A bipartisan initiative, NCLB requires states to implement stricter performance standards for their public schools in order to maintain federal funding. By demanding annual evaluations of school districts based on student testing, the act aims to have all students reach 100 percent proficiency in reading and math within 12 years.

But Daniel Losen, a research associate at Harvard’s Civil Rights Project, said there is no evidence that high stakes testing improves the education system. An onslaught of tests, Losen said, is not the cure for failing schools.

“It’s like buying more thermometers for your sick patient instead of investing in the rest and medicine that you know would make them better,” he said.

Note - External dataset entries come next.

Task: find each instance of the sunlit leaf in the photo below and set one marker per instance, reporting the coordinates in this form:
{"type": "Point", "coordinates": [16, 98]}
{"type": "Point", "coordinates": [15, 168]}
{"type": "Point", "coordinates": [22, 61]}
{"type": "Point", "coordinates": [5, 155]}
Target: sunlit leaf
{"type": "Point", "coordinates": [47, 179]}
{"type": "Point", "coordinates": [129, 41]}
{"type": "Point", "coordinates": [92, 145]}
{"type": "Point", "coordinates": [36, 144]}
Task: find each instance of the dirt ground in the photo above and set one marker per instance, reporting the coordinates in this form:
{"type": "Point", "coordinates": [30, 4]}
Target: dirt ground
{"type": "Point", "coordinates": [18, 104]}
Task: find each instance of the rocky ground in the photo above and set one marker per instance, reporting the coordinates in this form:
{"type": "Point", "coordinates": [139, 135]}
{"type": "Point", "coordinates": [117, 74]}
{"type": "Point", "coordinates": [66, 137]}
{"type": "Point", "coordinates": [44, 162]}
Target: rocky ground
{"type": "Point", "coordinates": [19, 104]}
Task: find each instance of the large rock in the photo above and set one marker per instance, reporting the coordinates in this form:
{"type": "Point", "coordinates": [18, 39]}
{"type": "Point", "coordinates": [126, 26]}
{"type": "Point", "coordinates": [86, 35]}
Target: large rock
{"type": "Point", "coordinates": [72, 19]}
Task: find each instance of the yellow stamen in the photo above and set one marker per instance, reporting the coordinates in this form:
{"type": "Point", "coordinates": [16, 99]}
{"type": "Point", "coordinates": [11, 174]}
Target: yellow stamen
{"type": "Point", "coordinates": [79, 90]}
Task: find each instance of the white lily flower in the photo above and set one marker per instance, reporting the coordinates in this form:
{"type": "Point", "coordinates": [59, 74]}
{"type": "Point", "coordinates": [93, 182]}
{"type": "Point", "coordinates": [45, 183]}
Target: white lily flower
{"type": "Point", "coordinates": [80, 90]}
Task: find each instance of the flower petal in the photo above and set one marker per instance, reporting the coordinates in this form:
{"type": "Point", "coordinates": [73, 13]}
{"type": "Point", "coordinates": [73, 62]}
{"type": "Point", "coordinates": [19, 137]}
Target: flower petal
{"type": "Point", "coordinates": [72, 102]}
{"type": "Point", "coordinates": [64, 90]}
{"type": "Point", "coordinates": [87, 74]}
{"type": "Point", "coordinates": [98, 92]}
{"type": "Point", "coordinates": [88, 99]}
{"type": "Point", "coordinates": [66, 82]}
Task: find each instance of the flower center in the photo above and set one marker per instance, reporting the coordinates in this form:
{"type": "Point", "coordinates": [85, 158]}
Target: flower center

Not only does more testing not work, Losen said, but it creates “perverse incentives” for schools to take destructive measures in order to keep test scores high. For example, he said, many schools boost scores by encouraging students who are already behind — disproportionately minority and special education students — to “voluntarily” drop out. Districts can do this, Losen said, because while NCLB provisions require schools to improve graduation rates, these provisions are not as rigorously enforced as those demanding improvement in test scores.

Panelist Elisa Hyman, deputy director of the nonprofit Advocates for Children of New York, said the “discharging” of low-performing students who could harm test scores is a widespread problem in New York City public schools. At one school, 5,000 students were discharged over the course of a year, she said. And overall, she estimated that between 50,000 and 60,000 students have been discharged from New York City schools in the last few years.

During her presentation, Hyman described some of the discharged students who have asked her organization to help them gain readmittance to their schools.

“It’s sad,” she said. “A lot of the kids had all of their credits and all of their exit exams but one. Most of the other kids are struggling with literacy, and they’re being moved nowhere or to a GED program where they have no chance of getting a GED.”

All of the panelists said schools felt forced to take such desperate measures by NCLB’s coupling of overzealous — though well-intentioned — goals with insufficient funding. They said districts simply cannot afford to meet these goals, meaning that many already-underfunded schools are set up for failure.

“NCLB has brought up issues of race-consciousness, a focus on improving teacher quality, the idea that all children can be held to high standards,” Losen said. “I think that’s an important starting place, but they’re not putting money behind it to make it successful.”

After the presentations, an audience member asked the panelists how to raise awareness among policy-makers about NCLB’s insufficient funding. In response, Hyman suggested encouraging officials to view funding in relative terms.

“In New York, it costs something like $120,000 a year to incarcerate a student,” she said. “It’s significantly less expensive to provide an education.”